How To Network When You’re An Introvert
Here’s another guestpost from regular contributor Dave Baldwin. Today Dave shares with us how being an introvert can work for you, not against you, in the world of networking. Enjoy!
I recently interviewed Steve Hand, current Director of the Raleigh-area Business Network International (BNI) chapters since 2007. BNI is a referral-based business networking organization. Members commit to joining an individual chapter for at least one year, and each chapter is “exclusive,” meaning that no two direct competitors can join the same chapter.
I belong to a BNI chapter myself, and as an introvert and a writer, I’ve personally noticed that BNI offers some great opportunities—while at the same time presenting a key challenge. Networking does not come naturally to me, and I’ve noticed that I’m not alone in this regard. When I walk into a room filled with people, my immediate tendency is to scan the room and look for people I already know. There have been times when I “lucked out” by happening upon one or two people as introverted as I was. Usually, we would stick to each other for the entire duration of the event. I’m just not a “work the room” kind of guy.
I opened the conversation by asking Steve what general lessons he had learned about networking since starting out with BNI. “There are two areas to focus on when it comes to networking: your intentions and your activity,” says Steve. “If your intentions are right, your activities may not be as effective as they could be, but sooner or later, they will catch up.”
How does this apply to an introvert in the world of networking?
Steve recommended How to Win Friends and Influence People by Dale Carnegie. “Get interested in other people,” Steve said. “There’s a difference between being ‘interested’ and being ‘interesting.’ Extraverts tend to want to be ‘interesting,’ meaning that they have a tendency to talk about what they do and what they’re up to. There’s nothing wrong with that; it’s natural. Being ‘interested,’ on other hand, is about focusing on the other person and taking a genuine interest in them. That’s a lot easier by nature for an introvert to do.”
Looking back on my own networking experience, I have found this to be true. There have been times when I tried too hard to get the other person to take an interest in me. I can’t recall a single instance where this has ever worked. There have been a number of times when I made great friends in networking situations. I can also recall a couple of conversations when I barely said a word. This has usually happened because I stumbled on a question that gave the other person an opening to talk about something important to them. I also sometimes find myself in the proximity of a fellow introvert, whom I can generally recognize by virtue of the fact that they’re either standing alone, or disengaged from a group conversation. In situations like this, I’ve been pleasantly surprised to find someone who initially gave off what appeared to be hostile body language, only to warm right up when I initiated a conversation.

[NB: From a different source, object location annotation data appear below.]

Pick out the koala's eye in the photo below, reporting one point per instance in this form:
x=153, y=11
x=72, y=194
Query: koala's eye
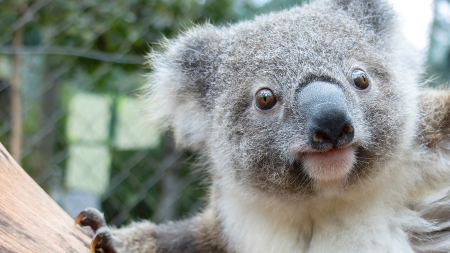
x=360, y=79
x=265, y=99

I also asked Steve about the general tendencies he’s observed among people who really benefit the most from participating in BNI and other networking groups. Steve’s answer should also come as good news to those of us on the introverted side of the fence. There are two elements to the characteristics of top performers:
- They do more “one-to-ones” than anybody else. A “one-to-one,” in BNI terminology, simply refers to meeting one person, usually at a coffee shop or other neutral location, to get to know that person in greater depth.
- They are more specific in their requests.
I’ve personally found that I like meeting people one-to-one much more than I like walking into a room filled with people standing elbow-to-elbow. I find the dynamics a bit awkward—for example, how does one break away from one conversation without seeming rude or inconsiderate? These issues generally don’t come up when meeting one-to-one. A one-to-one is more natural, and there’s a whole lot less pressure involved. One-to-ones also help to make bigger meetings less intimidating. I’ve noticed that when I started to have one-to-one meetings with the members of my chapter, the meeting started to feel more like walking into a roomful of friends.
As for the element of making specific requests, this can a bit more complicated—but focusing on one-to-one activity and by being “interested” rather than “interesting” makes it a lot simpler. In my case, I started out using a “shotgun” approach to networking. I initially believed that the more networking events I attended and the more business cards I handed out, the greater my chances of success would be.
I came to learn that this assumption was patently false—partly because the requests I made were general and vague. For example, I would often say that “a good referral for me is anyone who needs help with writing.” The vagueness of my requests, combined with the fact that I was spreading myself thin and failing to build quality relationships, resulted in inconsistent bursts of mismatched referrals. By contrast, I was looking for a job this past September, and my LinkedIn network led me to the names of key individuals in organizations where I was applying. In two cases, I was introduced to people with the ability to directly contact hiring decision-makers on my behalf.
Whether you belong to a BNI chapter or not, these are just a few strategies you can use to warm up your networking experience (and make more money!) Here is a quick recap:
- Meet people one-to-one as a regular part of your routine.
- Get interested in other people, rather than trying to figure out how to get them interested in you.
- Read How to Win Friends and Influence People by Dale Carnegie.
- Make specific requests.
Steve Hand is an Executive Director with BNI, representing 11 North Carolina counties from Virginia to South Carolina, including Raleigh, Durham, Cary, and Fayetteville. The region contains 38 chapters with more than 700 members and generates more $15 million in annual profit.